One of Smith’s grander legacies will be the community building efforts he brought into Irish stepdancing outside the competitive role usually associated with it.  In that vein, when the late, great tenor Frank Patterson and his wife Eily O’Grady took on the ambitious tasks of producing shows at Carnegie Hall or Radio City Music Hall around St. Patrick’s Day, he turned to the veteran Smith and the up and coming master Donny Golden to organize a spectacular dancing display. 

Bringing in 140 step dancers from as many as 18 different dancing schools was a logistical challenge for sure, but the collaboration between the old master and the new created a bit of fun for the dancers off the competition platforms along with wonderful memories for their families.  

And it reinforced one of Smith’s credos that Irish dancing was about celebrating and passing along Irish culture, not just for the accumulation of medals and trophies in competitions.

The Church of St.
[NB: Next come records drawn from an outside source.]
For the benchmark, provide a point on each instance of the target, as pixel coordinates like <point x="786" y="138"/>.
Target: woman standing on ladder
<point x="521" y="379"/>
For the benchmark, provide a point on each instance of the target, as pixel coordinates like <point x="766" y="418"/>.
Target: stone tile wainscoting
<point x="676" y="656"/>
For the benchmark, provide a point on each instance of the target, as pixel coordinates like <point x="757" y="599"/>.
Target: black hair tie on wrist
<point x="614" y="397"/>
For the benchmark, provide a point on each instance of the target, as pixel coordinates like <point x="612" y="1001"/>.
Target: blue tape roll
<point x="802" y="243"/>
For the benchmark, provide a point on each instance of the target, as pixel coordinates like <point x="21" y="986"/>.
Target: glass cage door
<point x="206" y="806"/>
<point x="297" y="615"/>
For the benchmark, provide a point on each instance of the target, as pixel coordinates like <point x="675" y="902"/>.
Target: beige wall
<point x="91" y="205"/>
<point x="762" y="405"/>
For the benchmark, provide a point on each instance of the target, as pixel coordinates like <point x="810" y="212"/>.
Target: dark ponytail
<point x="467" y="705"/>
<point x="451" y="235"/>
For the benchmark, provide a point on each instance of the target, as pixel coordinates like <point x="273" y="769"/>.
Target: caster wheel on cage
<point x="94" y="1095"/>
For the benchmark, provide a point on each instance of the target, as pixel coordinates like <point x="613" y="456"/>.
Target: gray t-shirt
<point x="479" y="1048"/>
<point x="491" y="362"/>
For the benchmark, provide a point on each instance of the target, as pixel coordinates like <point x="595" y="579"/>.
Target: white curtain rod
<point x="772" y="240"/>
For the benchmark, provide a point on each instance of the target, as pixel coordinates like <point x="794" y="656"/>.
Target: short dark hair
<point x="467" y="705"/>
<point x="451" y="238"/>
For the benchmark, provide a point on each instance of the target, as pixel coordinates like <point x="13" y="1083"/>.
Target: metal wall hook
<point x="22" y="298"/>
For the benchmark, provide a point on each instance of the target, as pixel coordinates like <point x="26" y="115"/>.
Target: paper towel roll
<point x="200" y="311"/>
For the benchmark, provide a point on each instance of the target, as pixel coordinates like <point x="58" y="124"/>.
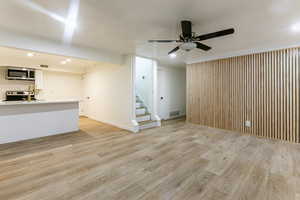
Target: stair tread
<point x="143" y="115"/>
<point x="146" y="122"/>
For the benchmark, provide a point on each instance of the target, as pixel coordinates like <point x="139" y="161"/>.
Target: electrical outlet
<point x="248" y="123"/>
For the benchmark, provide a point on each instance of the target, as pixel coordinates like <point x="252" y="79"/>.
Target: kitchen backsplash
<point x="6" y="85"/>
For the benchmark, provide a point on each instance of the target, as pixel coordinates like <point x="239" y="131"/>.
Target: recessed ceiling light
<point x="296" y="27"/>
<point x="172" y="55"/>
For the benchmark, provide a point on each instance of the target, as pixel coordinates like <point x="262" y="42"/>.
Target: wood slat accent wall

Vincent de Paul served as the place where Smith was waked and remembered lovingly in eulogies by long-time friends and teenage students of his in Patsy Early McLoughlin and the aforementioned Jimmy Friel that were shared over the internet with friends and family in Ireland. 

Almost half of the 900 or so who attended the Mass on a bitter cold January 6 went back to the Primavera Restaurant for a meal and celebration for the beloved dancing master.  More wonderful words were spoken about the man who seemingly was the favorite uncle or godfather of so many assembled or around the world over his long life.

The ultimate salute as you would imagine would come from the dancers themselves in a “stepabout” that included the old and the young and everyone in between, including many of those dancing teachers who followed in his famous footsteps.
 
This rousing sendoff was captured by one videographer on the day who also managed to poignantly film a dance choreography based on the Irish fable about the Children of Lir, a fitting image to remember a man who gave so much to our Irish children and adults for so many years.

God must have had a need for a top-notch Four Hand Reel up above as 2013 saw four of the great American dancing masters in Dennis Dennehy (Chicago), Jimmy Erwin, Jerry Mulvihill and Peter Smith all leave us.  Fortunately they taught so many to follow in their footsteps.